Wie haben Sie die Mitarbeiter vor Ort geschützt?

Wiegand: Es gibt bei solchen Projekten einen Schwarz-Weiß-Bereich, also die Trennung von dem unsauberen und sauberen Bereich. Auf verunreinigten Flächen wird mit Schutzausrüstung gearbeitet, das gilt sogar für die Baggerfahrer und die auch für die Gutachter vor Ort. In diesem Rahmen wurden immer wieder Proben genommen und geschaut, ob die Grube sauber ist.
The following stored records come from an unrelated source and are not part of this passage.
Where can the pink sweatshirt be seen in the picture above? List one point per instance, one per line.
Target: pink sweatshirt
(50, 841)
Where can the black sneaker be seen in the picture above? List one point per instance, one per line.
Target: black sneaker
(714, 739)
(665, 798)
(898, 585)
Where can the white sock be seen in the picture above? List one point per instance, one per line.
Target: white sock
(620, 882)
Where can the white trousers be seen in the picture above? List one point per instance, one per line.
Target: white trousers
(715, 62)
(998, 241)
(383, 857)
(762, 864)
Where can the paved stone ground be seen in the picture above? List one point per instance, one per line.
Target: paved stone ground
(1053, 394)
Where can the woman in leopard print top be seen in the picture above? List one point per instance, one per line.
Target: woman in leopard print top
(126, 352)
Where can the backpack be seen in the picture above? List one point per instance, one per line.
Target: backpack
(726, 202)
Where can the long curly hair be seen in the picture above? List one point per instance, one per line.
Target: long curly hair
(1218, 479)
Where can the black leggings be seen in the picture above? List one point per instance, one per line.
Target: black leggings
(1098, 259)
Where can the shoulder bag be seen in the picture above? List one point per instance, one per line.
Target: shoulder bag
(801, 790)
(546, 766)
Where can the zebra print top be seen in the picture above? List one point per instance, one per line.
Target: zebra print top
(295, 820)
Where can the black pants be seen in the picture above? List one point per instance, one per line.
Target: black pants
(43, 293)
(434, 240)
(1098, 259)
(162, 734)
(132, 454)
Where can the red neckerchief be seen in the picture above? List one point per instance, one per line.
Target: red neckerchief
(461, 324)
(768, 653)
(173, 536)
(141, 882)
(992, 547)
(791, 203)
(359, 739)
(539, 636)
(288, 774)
Ist das Grundwasser betroffen?

Wiegand: Kerosin ist in jedem Fall ein wassergefährdender Stoff. Die Grenzwerte im Boden waren überschritten, somit bestand Sanierungsbedarf. Wir waren knapp an der Kante zum Grundwasser. Dort haben wir gering durchlässiges Gestein, aber er ist etwas durchlässig. Der jetzige Stand ist: Der gesamte verunreinigte Boden ist abgetragen. Bis jetzt gibt es keine Hinweise, dass Wasser Schaden genommen hat. Es gab keine Auffälligkeiten. Aber man kann es nicht ganz ausschließen. Das zeigen die weiteren Ergebnisse. Und dann wird in den nächsten Tagen festgelegt, ob eine Grundwasser-Messstelle eingerichtet wird, um das abschließend zu prüfen.

Wie geht es jetzt weiter?

Wiegand: Wir warten gespannt auf die Ergebnisse der Beweissicherungsproben, ob da alles raus ist. Bei einer Restbelastung muss nachgearbeitet werden, deshalb ist die Fläche jetzt noch abgesperrt. Aber wir gehen nicht davon aus.